"Then let me do this for my own sake," she said. "Listen to me calmly for a moment. There is one thing you ought not to forget. Either I am your wife, which God forbid, and I believe he has forbidden it, or I am simply Katie's friend. In case of the first,—if I have destroyed your happiness and Katie's, and my own,—what can money do for me? Life offers me nothing; there are no possibilities before me so far as joy is concerned; there is nothing left for me but to do the best I know how; we must pick up the little things that lie along the way in life, you and I; there will be nothing else for us; I have made you suffer so much, and you deny me this little thing that can never balance any pain, but is all I can dot? Why are you so unwise? Why should we make ourselves more miserable than we need be?"

He sprang up. These very words—that he had often said to himself in regard to his own life, that in effect he had said to her that morning—how harsh they were, how they cut him! He was tender with his wounded vanity. What man would like to hear that a woman has nothing before her but misery if she be bound to himself?

"There is one condition," he cried, harshly, "under which I will accept your money,—when you love me; when it is the gift of love." He laughed bitterly. "I am safe," he said.

"Yes, Mr. Archdale, you are safe," she answered, rising to meet him as he stood before her. "I can use no such weapons. It is beneath you to do it. To say such a thing to me when you know that in any event my great blessing is that I don't care a pin's worth for you, that I am not a sighing woman wasting her affection on you, while you—But I don't suppose you meant your words as an insult."

"Have I ever been rude to you?" he asked, eagerly. "Such a thing would be an infinite disgrace to me."

"Yes," she said, answering his assertion.

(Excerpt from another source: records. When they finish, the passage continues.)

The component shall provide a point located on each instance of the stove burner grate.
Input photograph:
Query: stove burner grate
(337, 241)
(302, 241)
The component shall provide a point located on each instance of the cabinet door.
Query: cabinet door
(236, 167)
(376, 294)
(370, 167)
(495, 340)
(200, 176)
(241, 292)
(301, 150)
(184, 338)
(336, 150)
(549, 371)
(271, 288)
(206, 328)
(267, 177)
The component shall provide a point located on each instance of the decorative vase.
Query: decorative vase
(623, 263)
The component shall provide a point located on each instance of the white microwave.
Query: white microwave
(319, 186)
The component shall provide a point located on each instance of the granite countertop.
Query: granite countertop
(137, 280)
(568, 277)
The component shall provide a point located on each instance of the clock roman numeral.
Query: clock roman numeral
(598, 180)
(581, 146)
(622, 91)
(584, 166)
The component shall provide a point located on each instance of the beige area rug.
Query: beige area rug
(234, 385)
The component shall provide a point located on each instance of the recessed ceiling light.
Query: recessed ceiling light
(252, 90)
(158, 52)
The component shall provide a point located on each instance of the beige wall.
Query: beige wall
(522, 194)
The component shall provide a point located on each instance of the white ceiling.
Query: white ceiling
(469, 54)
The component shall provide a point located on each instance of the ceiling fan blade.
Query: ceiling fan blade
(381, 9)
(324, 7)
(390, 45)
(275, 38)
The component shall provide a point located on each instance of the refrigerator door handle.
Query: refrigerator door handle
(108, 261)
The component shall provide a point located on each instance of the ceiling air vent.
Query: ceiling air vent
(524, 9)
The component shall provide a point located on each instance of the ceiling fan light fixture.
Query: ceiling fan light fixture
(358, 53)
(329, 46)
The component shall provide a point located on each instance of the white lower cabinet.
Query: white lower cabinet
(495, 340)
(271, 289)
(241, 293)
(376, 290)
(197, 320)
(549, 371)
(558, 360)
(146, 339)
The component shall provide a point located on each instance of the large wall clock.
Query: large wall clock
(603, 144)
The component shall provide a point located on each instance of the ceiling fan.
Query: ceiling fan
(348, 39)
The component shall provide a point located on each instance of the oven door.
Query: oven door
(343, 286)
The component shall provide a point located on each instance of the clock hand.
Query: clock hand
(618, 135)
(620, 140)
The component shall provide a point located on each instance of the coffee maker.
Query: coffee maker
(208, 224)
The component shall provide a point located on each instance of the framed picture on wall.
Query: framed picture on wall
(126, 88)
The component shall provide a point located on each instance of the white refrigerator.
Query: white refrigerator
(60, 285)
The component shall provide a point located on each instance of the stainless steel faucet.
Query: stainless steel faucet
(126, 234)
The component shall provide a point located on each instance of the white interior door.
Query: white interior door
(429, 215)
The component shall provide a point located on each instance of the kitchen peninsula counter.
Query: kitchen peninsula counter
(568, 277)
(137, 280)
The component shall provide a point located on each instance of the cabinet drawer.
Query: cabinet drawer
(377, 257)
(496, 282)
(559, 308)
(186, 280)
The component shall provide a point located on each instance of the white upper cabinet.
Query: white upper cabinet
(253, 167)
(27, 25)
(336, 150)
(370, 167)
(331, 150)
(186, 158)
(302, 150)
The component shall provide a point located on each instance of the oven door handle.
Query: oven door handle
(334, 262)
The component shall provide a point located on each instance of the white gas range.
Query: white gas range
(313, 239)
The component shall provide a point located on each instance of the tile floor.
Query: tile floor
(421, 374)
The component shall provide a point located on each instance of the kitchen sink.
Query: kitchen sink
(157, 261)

"'While you,'" he repeated, "you said 'while you'—What were you going to say about me?"

"While you love Katie with all your heart," she answered, "as it is right you should do." He looked at her, and remembered that for all her courage it might be that he owed her at least the courtesy of all observances of respect and regard before others. He had committed an unpardonable error that day of the dinner at his father's, and he felt a confusion, as if the color were coming to his face now as he thought of it.

"You—mistake," he stammered. "I assure you you do. I think I understand—I"—

She looked up at him. Her face was pale, and there was in it the kind of compassion that one might imagine a spirit to feel for a wayworn mortal.